Birch Bark currently offers five blends, including espresso and decaf varieties, each retailing for $18.99 per pound. In taste tests, he said his coffee consistently came back with high praise from consumers. The key, he believes, is sticking to the organic, fair trade, freshly roasted mantra he set out with.
“People are going to get their coffee so freshly roasted – within two to three days,” he said. “It's going to be unreal.”
Though his company is just a few months old, social justice work isn’t new for Marsolais-Nahwegahbow.
He’s spent more than 25 years in the justice field, with a focus on eliminating the overrepresentation of Indigenous people in the Canadian criminal justice system. In 2015, he launched IndiGenius, an Aboriginal justice consulting firm, which prepares Gladue reports for people facing incarceration.
Opening his own business, he said, was the next step in his journey of self-determination as a First Nations person, “showing that I can make changes in my own community and I don’t need the help of government.”
He also wants to inspire Indigenous youth who might be interested in business. That’s why, if Birch Bark takes off, Marsolais-Nahwegahbow plans to relocate the entire enterprise to his home community near Manitoulin Island, and eventually launch Birch Bark Coffee Cafés in other Indigenous communities around the province, where youth can find work while learning about entrepreneurship.

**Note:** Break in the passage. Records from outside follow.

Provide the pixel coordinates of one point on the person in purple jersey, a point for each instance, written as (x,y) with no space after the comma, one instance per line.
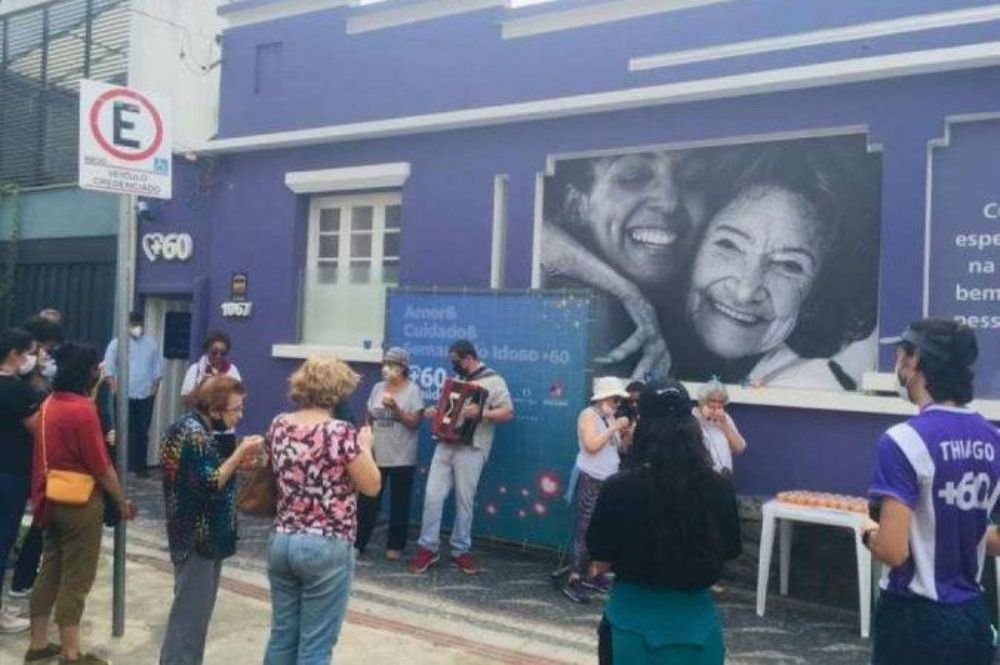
(937,479)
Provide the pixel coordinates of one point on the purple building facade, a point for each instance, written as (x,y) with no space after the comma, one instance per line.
(433,125)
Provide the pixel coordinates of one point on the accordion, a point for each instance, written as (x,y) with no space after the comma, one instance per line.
(449,425)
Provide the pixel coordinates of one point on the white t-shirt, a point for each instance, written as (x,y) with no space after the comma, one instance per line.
(196,372)
(605,462)
(716,441)
(394,444)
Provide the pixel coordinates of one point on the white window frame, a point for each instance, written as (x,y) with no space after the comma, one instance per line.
(371,349)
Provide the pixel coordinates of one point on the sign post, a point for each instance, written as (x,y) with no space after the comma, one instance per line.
(125,149)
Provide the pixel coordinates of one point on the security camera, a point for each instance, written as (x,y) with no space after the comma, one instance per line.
(143,212)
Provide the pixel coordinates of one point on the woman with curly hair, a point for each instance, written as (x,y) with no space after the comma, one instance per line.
(320,464)
(200,500)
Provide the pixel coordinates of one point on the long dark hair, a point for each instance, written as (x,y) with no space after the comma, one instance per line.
(76,368)
(671,447)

Marsolais-Nahwegahbow estimates he’ll need about $70,000 to buy enough water purifiers for all 700 homes in his first target community. Curve Lake First Nation has been under a boil water advisory for more than a decade, and the government has spent millions of dollars providing residents with bottled water rather than construct a new water treatment plant, he said.
But the leftover plastic bottles are quickly clogging up the community’s landfill, leaving Marsolais-Nahwegahbow convinced that an initiative like his is needed now more than ever.
“What if every person in Canada bought one bag of coffee?” he mused. “I could, overnight, change a national problem.”